[git-file-format] Add --lines flag to only format modified lines

Change-Id: Iab6b8316eab6a2d7c9ce7253dcda53f8fd7ee1aa
diff --git a/git-file-format b/git-file-format
index b29771c..1a2422c 100755
--- a/git-file-format
+++ b/git-file-format
@@ -18,6 +18,41 @@
 import git_utils
 import paths
 
+
+class Command(object):
+    """A formatting command."""
+
+    def __init__(self, cmd, rangefn=None):
+        """Defines a command.
+
+        Args:
+            cmd: A commandline template to run, as a sequence of strings;
+                must accept a bare filename as the final arg.
+            rangefn: Optional function that accepts a sequence of line ranges
+                and returns additional commandline entries. See self.Make()
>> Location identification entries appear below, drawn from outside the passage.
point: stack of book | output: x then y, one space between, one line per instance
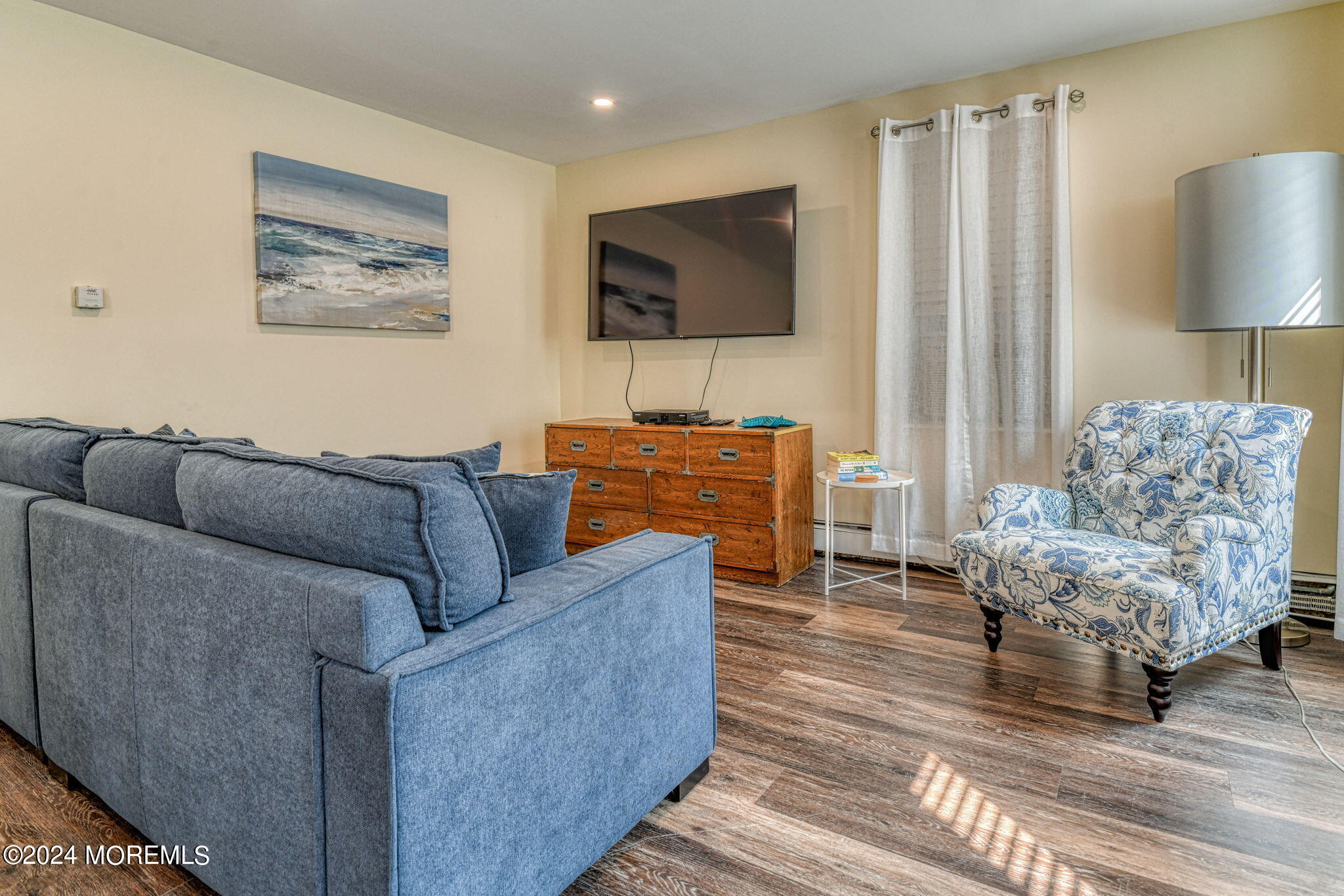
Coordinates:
854 466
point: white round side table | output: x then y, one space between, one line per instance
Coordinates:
895 480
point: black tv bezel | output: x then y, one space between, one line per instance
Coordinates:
793 269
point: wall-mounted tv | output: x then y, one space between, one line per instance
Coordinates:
707 268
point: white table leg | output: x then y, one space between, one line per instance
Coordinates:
904 593
831 537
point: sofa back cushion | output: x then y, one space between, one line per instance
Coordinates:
47 455
427 524
533 511
137 474
483 460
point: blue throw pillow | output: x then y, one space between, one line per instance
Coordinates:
483 460
47 455
427 524
137 474
533 511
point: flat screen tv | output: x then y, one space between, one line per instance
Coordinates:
707 268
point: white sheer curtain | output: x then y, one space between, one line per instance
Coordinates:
975 350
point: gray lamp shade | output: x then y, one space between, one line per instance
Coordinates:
1260 242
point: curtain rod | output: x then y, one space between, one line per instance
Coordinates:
1040 105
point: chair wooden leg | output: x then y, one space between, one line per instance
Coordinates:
1159 691
994 628
1272 645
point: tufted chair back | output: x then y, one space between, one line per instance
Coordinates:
1140 469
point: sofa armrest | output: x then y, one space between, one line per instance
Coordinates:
1026 507
510 752
362 620
1211 547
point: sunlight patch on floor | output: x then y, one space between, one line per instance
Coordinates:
995 834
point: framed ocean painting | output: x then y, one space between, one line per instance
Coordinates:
342 250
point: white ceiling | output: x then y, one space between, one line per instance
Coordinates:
519 74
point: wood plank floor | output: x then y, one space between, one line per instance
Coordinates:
874 746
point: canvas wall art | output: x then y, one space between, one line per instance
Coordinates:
342 250
637 292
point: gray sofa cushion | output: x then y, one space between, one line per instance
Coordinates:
47 455
483 460
533 511
137 474
427 524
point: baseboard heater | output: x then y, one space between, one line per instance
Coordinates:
1313 597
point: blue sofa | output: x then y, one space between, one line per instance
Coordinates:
303 722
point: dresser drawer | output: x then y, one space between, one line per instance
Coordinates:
648 451
730 453
612 488
711 496
566 446
593 525
742 544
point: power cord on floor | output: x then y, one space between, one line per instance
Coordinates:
1301 707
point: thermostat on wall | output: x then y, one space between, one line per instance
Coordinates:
88 296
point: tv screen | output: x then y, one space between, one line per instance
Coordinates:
719 266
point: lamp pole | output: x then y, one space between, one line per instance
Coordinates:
1292 633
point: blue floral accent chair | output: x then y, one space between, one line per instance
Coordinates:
1172 539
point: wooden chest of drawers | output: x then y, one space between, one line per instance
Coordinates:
749 489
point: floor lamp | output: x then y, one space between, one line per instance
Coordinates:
1260 246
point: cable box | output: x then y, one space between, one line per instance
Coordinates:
671 418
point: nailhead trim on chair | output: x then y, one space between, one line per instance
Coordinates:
1162 661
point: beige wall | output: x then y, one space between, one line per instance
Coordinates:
127 163
1154 110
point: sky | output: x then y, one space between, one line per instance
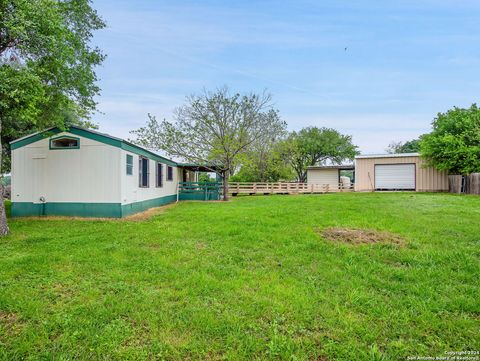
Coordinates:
379 71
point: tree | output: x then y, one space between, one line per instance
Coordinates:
454 143
411 146
213 128
268 165
47 73
263 162
313 146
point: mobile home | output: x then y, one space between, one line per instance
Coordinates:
81 172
+                for a description of the ranges.
+        """
+        self._cmd = tuple(cmd)
+        self._rangefn = rangefn
+
+    def Make(self, fname, ranges=()):
+        """Returns the command as a sequence of strings.
+
+        Args:
+            fname: The file to run the command on.
+            ranges: An optional description of modified lines, as a sequence
+                of 1-indexed (start-line, num-modified-lines) pairs. Not all
+                commands will respect these ranges.
+        Returns:
+            The command to format the specified file.
+        """
+        cmd = list(self._cmd)
+        if ranges and self._rangefn:
+            cmd.extend(self._rangefn(ranges))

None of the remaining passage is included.